During 2019 funding from Northern Powergrid and Northern Gas Networks, enabled Groundwork NEWY to develop a training course aimed at helping front line workers identify, and offer advice on, fuel poverty. The course, which is accredited by BPEC, now trains up to 50 front line workers a month and has had overwhelmingly positive feedback.
Fuel poverty disproportionately affects homes and communities in the north of England. This is especially the case in post-industrial cities where the majority of the housing stock is old and poorly insulated.
The severity of the negative outcomes related to fuel poverty is not widely recognised; for example, 15,030 people are estimated to have died as result of cold housing in the winter of 2018-2019. The fact that this figure seems so shocking is linked to the fact that so few people recognise the scale or depth of the problem.
Aims and Objectives
Train front line workers to:
- Recognise the scale, severity, and signs of fuel poverty
- To be able to offer basic advice
- To know where to refer for more in-depth help
Design and delivery
The course was developed by Groundwork NEWY in conjunction with BPEC over the course of the first half of 2019. It is delivered over one day and currently takes place at the Groundwork NEWY office in Morley, Leeds.

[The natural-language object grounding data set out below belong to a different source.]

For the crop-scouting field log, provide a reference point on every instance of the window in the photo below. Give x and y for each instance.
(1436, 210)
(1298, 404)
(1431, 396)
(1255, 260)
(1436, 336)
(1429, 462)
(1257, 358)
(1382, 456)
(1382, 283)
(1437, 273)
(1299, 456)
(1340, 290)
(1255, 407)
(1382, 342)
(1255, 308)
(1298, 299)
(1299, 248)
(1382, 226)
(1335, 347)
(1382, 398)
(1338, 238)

The day is structured into four sessions, with the first two being focussed on teaching, the third an extended case study, and the fourth a short multiple-choice exam. Candidates who successfully complete the exam receive a certificate via post over the following two weeks
Subjects covered in the course are:
- Definitions of fuel poverty
- Influencing factors
- Impact on health and wellbeing
- Heat loss around the home
- Damp, condensation and mould
- Energy-efficient behaviour
- Dealing with energy suppliers and billing
- Identifying fuel poverty
- Methods for tackling fuel poverty and cold homes
- Warm Homes Discount
- Priority Service Register
The course participants come from a range of front line disciplines, including: housing officers, social workers, support workers, and debt advisors.